UK to Ease Lockdown Next Week, Will Test Vaccine Passports

LONDON (AP) —
Red hearts are painted on the COVID-19 Memorial Wall mourning those who have died, opposite the Houses of Parliament on the Embankment in London. (AP Photo/Frank Augstein)

Britain’s slow but steady march out of a 3 1/2-month lockdown remains on track even as coronavirus cases surge elsewhere in Europe, Prime Minister Boris Johnson announced Monday, as he confirmed that businesses from barbers to bookstores will be allowed to reopen next week.

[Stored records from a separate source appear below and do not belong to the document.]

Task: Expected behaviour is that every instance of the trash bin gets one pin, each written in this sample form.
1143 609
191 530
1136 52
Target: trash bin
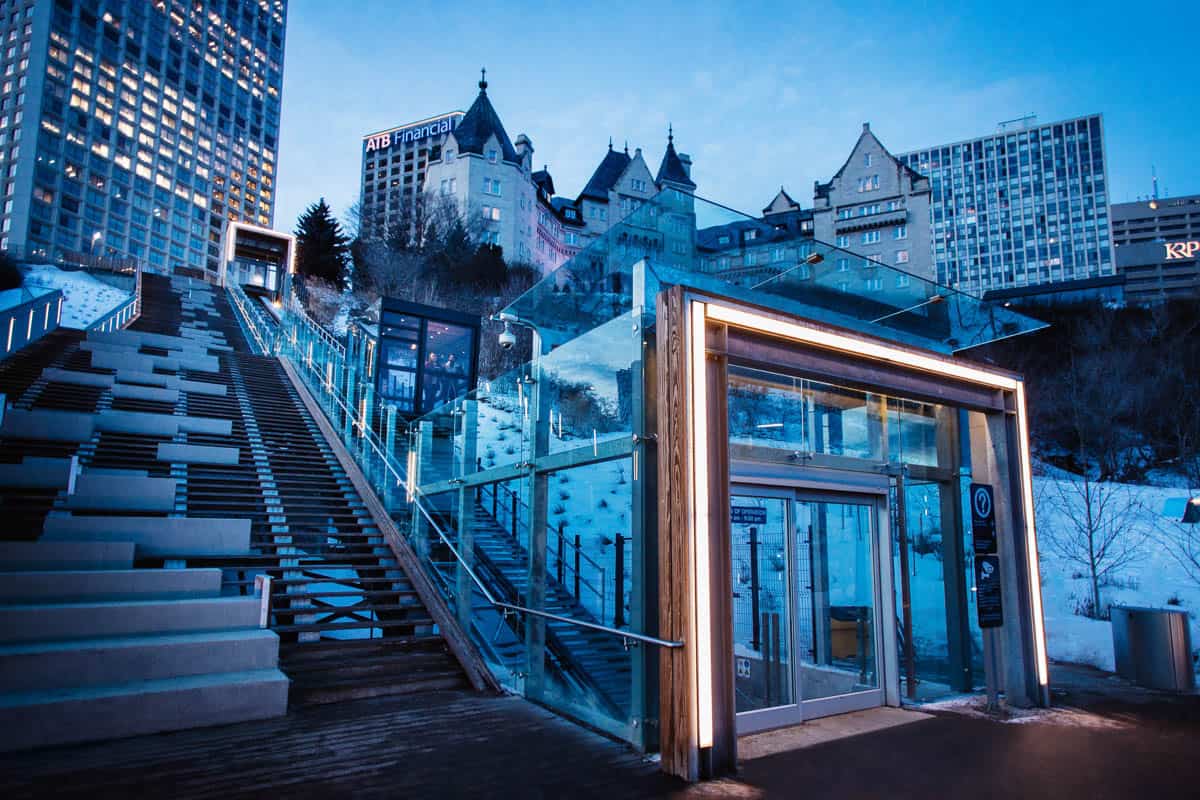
1153 648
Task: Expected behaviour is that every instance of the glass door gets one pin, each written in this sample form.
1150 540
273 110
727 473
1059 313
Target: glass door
837 603
765 679
805 600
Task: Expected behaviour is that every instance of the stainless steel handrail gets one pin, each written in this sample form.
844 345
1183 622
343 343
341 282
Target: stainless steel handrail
415 499
499 603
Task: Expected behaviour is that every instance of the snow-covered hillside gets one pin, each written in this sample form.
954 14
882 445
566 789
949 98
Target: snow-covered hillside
1156 579
84 299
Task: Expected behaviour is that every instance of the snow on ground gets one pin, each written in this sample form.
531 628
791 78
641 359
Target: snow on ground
1155 581
977 707
85 299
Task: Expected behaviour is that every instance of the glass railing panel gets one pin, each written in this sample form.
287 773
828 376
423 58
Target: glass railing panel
589 383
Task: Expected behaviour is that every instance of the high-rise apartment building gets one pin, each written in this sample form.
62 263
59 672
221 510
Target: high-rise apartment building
1021 206
138 127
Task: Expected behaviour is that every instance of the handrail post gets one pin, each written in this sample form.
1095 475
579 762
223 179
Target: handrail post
618 613
576 567
562 547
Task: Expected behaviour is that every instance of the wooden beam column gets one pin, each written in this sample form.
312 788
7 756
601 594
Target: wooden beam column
699 735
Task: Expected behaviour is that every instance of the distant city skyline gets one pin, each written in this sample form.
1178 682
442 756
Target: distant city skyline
760 97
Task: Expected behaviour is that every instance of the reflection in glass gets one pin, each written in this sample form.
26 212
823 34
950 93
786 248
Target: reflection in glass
835 611
447 364
762 650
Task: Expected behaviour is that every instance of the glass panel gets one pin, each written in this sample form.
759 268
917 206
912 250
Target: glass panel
762 650
797 414
835 608
447 360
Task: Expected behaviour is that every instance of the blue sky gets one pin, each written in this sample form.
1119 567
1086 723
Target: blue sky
760 94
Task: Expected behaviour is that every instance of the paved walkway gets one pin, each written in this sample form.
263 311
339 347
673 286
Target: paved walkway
1105 740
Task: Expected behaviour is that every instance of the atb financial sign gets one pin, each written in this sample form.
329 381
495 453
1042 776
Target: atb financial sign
426 130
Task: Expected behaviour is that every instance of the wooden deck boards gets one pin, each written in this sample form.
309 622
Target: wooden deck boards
436 745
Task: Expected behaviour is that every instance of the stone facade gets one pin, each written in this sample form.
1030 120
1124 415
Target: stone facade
876 206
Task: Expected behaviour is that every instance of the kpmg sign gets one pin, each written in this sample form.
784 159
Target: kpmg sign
413 132
1181 250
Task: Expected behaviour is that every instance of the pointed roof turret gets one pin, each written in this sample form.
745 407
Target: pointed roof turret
606 174
480 124
672 170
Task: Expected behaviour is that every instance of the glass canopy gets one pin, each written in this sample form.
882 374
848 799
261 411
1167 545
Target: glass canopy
681 239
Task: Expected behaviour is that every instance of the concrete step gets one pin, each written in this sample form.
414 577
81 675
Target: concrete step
172 536
39 473
77 378
153 394
121 660
91 585
47 425
65 555
58 621
45 717
123 493
181 453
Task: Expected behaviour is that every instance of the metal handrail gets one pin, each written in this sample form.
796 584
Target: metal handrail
598 591
499 603
417 500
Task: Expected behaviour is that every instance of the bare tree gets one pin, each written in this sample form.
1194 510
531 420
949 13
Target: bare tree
1096 528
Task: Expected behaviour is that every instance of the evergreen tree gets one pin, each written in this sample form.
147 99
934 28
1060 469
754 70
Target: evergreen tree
323 250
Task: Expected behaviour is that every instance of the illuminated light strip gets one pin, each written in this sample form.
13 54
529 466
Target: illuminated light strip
1031 537
702 632
858 347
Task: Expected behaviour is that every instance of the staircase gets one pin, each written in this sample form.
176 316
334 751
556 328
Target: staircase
94 649
174 441
593 659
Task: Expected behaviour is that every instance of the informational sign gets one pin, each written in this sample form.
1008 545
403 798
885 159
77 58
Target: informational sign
989 600
748 516
983 518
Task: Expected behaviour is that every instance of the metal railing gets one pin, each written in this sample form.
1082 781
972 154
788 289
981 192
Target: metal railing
556 558
371 447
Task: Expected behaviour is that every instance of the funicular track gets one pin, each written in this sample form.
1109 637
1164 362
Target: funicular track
348 618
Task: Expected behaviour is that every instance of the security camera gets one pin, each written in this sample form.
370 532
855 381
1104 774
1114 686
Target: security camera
508 340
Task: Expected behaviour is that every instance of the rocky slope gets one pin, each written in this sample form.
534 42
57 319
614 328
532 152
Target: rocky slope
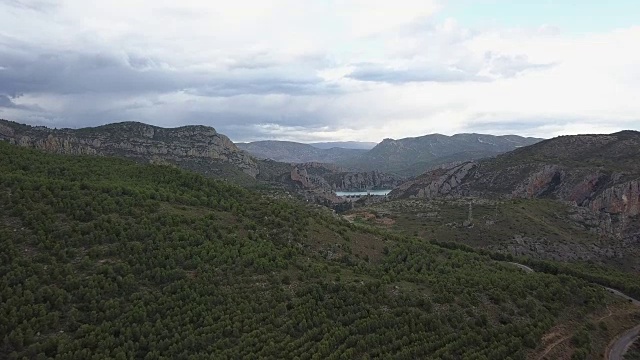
597 173
412 156
293 152
198 148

Johnson said it’s too soon to decide, however, whether U.K. residents will be able to have summer trips abroad. He confirmed that the government will test out a contentious “vaccine passport” system — a way for people to offer proof they have protection from COVID-19 — as a tool to help travel and large events return safely.

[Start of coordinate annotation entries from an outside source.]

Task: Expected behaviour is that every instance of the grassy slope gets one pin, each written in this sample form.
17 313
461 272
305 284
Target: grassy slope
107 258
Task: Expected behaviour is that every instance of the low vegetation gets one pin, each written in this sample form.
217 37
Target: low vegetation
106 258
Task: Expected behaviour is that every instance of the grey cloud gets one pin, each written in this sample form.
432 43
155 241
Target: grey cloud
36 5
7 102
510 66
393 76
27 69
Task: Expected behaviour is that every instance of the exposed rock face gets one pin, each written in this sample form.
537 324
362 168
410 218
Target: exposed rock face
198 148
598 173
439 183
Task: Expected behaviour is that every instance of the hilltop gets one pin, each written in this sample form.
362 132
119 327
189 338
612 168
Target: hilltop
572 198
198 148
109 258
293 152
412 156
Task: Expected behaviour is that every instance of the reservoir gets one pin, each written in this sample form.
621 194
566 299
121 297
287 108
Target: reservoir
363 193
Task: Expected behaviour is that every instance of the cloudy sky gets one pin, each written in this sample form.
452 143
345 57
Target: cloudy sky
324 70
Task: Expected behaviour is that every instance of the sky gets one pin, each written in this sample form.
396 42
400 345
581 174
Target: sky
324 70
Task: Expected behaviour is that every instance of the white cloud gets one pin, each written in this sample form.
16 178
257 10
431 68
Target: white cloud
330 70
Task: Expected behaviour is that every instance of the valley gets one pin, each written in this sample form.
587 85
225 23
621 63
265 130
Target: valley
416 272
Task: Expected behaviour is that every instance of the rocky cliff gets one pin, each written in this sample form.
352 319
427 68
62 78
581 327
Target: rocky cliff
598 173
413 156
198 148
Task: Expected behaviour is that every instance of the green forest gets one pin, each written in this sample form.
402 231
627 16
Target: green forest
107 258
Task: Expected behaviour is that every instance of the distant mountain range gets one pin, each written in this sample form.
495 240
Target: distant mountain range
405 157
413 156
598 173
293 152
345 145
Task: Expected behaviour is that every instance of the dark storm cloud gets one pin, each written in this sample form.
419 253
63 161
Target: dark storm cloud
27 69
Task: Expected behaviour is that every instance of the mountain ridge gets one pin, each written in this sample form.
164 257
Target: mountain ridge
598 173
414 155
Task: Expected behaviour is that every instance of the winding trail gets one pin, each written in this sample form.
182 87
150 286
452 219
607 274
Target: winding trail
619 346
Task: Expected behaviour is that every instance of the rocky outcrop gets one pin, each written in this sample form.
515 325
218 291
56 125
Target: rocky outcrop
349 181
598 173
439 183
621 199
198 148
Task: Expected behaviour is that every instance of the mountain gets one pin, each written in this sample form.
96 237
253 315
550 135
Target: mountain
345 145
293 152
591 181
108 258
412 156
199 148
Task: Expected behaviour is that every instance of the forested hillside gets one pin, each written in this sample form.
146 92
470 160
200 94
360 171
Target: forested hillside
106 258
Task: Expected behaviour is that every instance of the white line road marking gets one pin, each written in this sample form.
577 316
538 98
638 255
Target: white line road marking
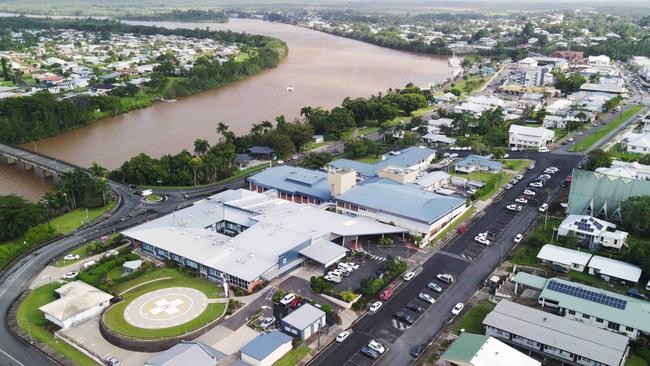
8 355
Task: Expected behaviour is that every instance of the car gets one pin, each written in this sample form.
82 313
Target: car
376 346
559 269
408 276
514 207
369 352
267 322
70 275
343 336
445 277
426 298
111 360
288 299
404 317
375 306
458 308
71 257
434 287
636 293
414 307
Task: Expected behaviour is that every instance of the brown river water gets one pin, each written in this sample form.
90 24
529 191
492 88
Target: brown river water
322 68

Four weeks after England took its first step out of lockdown by reopening schools, Johnson said Britain’s vaccination program was proceeding well and infections were falling. He said the next step would come as planned on April 12, with the reopening of hairdressers, beauty salons, gyms, non-essential shops and bar and restaurant patios.

A ban on overnight domestic stays away from home will also be lifted that day, and outdoor venues such as zoos and drive-in cinemas can operate again.

The measures apply in England. Scotland, Wales and Northern Ireland are following similar but slightly different paths.

Britain has recorded almost 127,000 coronavirus deaths, the highest toll in Europe. But infections and deaths both have fallen sharply during the current lockdown and since the start of a vaccination campaign that has given a first dose to more than 31 million people, or six in 10 adults.

The government aims to give all adults at least one shot of vaccine by July, and hopes that a combination of vaccination and mass testing will allow indoor socializing and large-scale events to return.

It says all adults and children in England will be able to have routine coronavirus tests twice a week as a way to stamp out new outbreaks. The government said free lateral flow tests will be available free starting Friday by mail, from pharmacies and in workplaces.

Lateral flow tests give results in minutes but are less accurate than the PCR swab tests used to officially confirm cases of COVID-19. But the government insists they are reliable and will help find people who contract the virus but don’t have symptoms.

Britons are currently banned by law from going on holiday abroad under the extraordinary powers Parliament has given the government to fight the pandemic. The government said Monday it won’t lift the travel ban before May 17 — and maybe later.

“The government hopes people will be able to travel to and from the U.K. to take a summer holiday this year, but it is still too soon to know what is possible,” it said in an official update.

Once travel resumes, Britain will rank countries on a traffic-light system as green, yellow or red based on their level of vaccinations, infections and worrying new variants. People arriving from “green” countries will have to be tested for the virus but won’t face quarantine.

The government also is testing a system of “COVID-status certification” — often dubbed “vaccine passports” — that would allow people seeking to travel or attend events to show they either have received a coronavirus vaccine, tested negative for the virus, or recently had COVID-19 and therefore have some immunity.

It says the idea will be tested at a series of events starting this month, including soccer matches, comedy shows and marathon races. The government said that for the first events, those attending will be tested for the virus both before and after, “but in later pilots vaccination and acquired immunity are expected to be alternative ways to demonstrate status.”

The issue of vaccine passports has been hotly debated around the world, raising questions about how much governments, employers and venues have a right to know about a person’s virus status. The idea is opposed by a wide swath of British lawmakers, from left-of-center opposition politicians to members of Johnson’s Conservative Party, and the policy could face stiff opposition when it is put before Parliament later this month.
Conservative legislator Graham Brady said vaccine passports would be “intrusive, costly and unnecessary.” The leader of the opposition Labour Party, Keir Starmer, called the idea “un-British.”

The government said vaccine passports were all but unavoidable, since many countries were certain to demand proof of COVID-19 status for entry. And it said British businesses were within their rights to ask customers for similar proof. It said “introducing a ban on this would in most cases be an unjustified intrusion on how businesses choose to make their premises safe.”

The government said, however, that vaccine passports would never be needed to access “essential public services, public transport and essential shops,” and venues like pubs and restaurants would not be asked to use them for at least the next few months.